Grab merupakan salah satu startup decacorn pertama di Asia Tenggara yang berhasil mencapai valuasi USD10 miliar pada tahun 2019. Sayangnya, sejak pandemi COVID-19 merebak, valuasi Grab turun drastis menjadi sekitar USD3,8 miliar. Meskipun demikian, Grab masih bertahan dan terus berupaya membangun kembali valuasinya.

Sebagai perusahaan transportasi online, Grab tentu terdampak pandemi yang mengharuskan masyarakat untuk melakukan physical distancing. Hal ini berimbas pada penurunan permintaan layanan transportasi dan mobilitas masyarakat secara umum. Namun, Grab berhasil beradaptasi dengan memperluas layanan pesan-antar makanan, kendaraan sewaan jangka panjang, dan logistik untuk memenuhi kebutuhan masyarakat yang lebih banyak beraktivitas di rumah.

Langkah strategis

Beberapa langkah strategis yang diambil Grab antara lain:

  1. Memperluas layanan GrabFood dan GrabMart untuk memenuhi kebutuhan masyarakat yang lebih banyak beraktivitas di rumah.
  2. Meluncurkan layanan penyewaan kendaraan jangka panjang GrabRentals untuk memenuhi kebutuhan mobilitas masyarakat yang ingin menghindari transportasi umum.
  3. Berkolaborasi dengan berbagai brand lokal dan global untuk promosi dan diskon di aplikasi Grab.
  4. Bermitra dengan berbagai perusahaan logistik untuk memperluas layanan pengiriman barang GrabExpress.

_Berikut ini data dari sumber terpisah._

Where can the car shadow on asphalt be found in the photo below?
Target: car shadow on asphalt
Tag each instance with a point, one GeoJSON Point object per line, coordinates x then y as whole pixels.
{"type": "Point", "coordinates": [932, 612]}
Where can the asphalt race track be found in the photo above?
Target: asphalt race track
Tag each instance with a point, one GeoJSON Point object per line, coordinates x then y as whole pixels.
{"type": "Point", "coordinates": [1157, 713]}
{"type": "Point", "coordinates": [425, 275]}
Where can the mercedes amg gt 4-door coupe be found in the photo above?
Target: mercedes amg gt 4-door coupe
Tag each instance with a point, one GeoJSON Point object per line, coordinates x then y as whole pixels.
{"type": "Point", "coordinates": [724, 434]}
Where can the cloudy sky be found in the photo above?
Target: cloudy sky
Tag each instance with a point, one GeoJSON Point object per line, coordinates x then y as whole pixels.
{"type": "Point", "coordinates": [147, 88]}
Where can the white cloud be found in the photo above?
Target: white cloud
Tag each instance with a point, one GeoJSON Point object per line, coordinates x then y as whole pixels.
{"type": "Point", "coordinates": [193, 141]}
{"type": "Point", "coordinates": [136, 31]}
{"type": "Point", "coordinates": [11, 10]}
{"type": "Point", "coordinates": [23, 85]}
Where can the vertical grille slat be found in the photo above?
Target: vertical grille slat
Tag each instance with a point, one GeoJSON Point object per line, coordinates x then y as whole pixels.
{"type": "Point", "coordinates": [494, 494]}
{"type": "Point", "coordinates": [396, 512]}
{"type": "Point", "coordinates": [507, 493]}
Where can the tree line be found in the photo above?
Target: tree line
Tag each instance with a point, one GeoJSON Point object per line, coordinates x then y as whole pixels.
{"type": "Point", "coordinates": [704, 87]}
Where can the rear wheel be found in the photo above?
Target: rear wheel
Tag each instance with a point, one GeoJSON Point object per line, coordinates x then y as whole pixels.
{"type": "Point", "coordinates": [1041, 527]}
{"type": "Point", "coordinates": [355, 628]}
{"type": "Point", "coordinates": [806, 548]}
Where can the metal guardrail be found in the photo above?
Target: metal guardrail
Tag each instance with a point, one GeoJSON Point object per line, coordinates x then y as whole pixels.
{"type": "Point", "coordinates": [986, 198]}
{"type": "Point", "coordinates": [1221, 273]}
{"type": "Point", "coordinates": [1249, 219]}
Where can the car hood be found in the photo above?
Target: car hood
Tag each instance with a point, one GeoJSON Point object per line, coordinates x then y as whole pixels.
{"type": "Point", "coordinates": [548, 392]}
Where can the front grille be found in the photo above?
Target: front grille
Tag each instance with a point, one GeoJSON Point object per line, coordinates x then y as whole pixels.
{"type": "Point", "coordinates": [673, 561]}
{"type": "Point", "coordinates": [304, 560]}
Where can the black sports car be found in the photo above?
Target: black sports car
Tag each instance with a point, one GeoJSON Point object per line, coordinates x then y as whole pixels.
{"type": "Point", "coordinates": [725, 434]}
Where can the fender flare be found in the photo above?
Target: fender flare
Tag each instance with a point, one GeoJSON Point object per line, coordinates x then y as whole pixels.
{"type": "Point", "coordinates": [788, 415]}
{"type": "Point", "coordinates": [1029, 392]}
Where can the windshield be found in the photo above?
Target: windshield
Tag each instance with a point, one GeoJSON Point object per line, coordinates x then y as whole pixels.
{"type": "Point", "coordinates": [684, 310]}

Meski masih menghadapi banyak tantangan, Grab terus berinovasi dan beradaptasi untuk tetap relevan di tengah pandemi. Dengan strategi yang tepat, Grab diyakini mampu kembali meraih kesuksesannya dan bahkan bisa kembali meraih status decacorn. Faktor kunci keberhasilan Grab adalah kemampuannya beradaptasi dengan cepat terhadap perubahan, memanfaatkan momentum digitalisasi, dan memberikan solusi bagi kebutuhan masyarakat.

Conclusion

Jadi begitulah, walau sekilas terlihat megah dan menjanjikan, status decacorn ternyata bukan jaminan keberlanjutan bagi sebuah perusahaan rintisan. Sebagai pelaku bisnis, kita perlu belajar dari contoh GoTo, JnT dan Tokopedia ini. Valuasi yang tinggi bukan berarti kemenangan mutlak dan kesuksesan yang berkelanjutan. Perlu strategi jangka panjang, inovasi yang terus menerus, serta kemampuan beradaptasi dengan perubahan zaman. Jangan sampai kita terjebak dalam rasa puas dan lengah hanya karena sesaat dinobatkan sebagai “unicorn” atau bahkan “decacorn”. Kemenangan sejati adalah ketika kita mampu terus berkarya, memberikan manfaat, dan melayani masyarakat dalam jangka waktu yang lama. Itulah pesan moral dari kisah singkat kejayaan tiga decacorn Indonesia ini.